The essential plot--finding a missing sibling whose bone marrow might save a life--was used by another writer a couple of seasons ago. Independently and with significant variations it well serves Nancy Baker Jacobs in The Turquoise Tattoo (Putnam: $19.95; 239 pp.).

Her sleuth, Devon MacDonald, whose only child has been killed in an accident, is asked by a wealthy couple to find a bone-marrow donor to save their child’s life. MacDonald, reluctant to take on more grief, nevertheless agrees.

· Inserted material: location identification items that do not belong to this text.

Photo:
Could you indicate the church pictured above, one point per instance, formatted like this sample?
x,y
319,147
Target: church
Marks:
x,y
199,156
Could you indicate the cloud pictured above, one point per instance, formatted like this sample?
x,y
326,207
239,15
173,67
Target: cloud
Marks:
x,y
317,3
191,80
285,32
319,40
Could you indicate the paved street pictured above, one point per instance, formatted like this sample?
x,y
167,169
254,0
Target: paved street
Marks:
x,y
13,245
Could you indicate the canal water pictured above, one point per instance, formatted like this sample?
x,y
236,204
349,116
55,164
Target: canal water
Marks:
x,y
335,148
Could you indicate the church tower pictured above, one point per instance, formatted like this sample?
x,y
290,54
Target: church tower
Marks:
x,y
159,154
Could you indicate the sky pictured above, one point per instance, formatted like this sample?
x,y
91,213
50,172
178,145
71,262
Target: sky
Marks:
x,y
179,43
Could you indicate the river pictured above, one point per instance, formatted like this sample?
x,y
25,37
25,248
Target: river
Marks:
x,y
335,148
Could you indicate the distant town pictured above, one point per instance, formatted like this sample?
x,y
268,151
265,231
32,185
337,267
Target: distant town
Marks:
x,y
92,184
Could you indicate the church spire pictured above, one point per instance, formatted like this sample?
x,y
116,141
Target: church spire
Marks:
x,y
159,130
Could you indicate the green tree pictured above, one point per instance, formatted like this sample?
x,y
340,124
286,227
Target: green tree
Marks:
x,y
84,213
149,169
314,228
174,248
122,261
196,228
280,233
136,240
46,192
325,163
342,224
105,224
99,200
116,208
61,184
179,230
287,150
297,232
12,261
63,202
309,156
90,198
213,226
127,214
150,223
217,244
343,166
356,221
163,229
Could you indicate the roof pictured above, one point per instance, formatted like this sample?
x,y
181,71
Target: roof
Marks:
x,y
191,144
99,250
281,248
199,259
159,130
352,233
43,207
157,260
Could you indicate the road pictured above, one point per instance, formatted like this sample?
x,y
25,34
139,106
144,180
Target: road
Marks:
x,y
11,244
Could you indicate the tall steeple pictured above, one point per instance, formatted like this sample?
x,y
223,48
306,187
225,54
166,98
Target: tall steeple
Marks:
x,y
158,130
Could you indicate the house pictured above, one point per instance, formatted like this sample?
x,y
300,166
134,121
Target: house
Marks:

Years earlier, as a medical student, the father had earned money by donations to a sperm bank. Perhaps there would be records of a resulting birth. A thin trail at best, and who’d have said it would lead from Minneapolis, the principal setting, to murder, an Aryan supremacy group and Oregon? Jacobs, who teaches writing at Cal State Northridge, says who, and very readably too, with a strong sense of caring to help drive the plot.

Aaron Elkins, who lives in Washington State and whose series figure Chris Norgren is a curator at the Seattle Art Museum, takes him, in A Glancing Light (Charles Scribner’s Sons, $18.95, 243 pp.), all the way to Bologna, where a number of art treasures, stolen in three different robberies, may show up in the market. The FBI and its Italian counterpart have an idea Norgren can help lure the works out of hiding with the promise of big American bucks.

Elkins has researched the city, the art and the art detectives very well, and the book, more comfortable than frightening, is a lively diversion.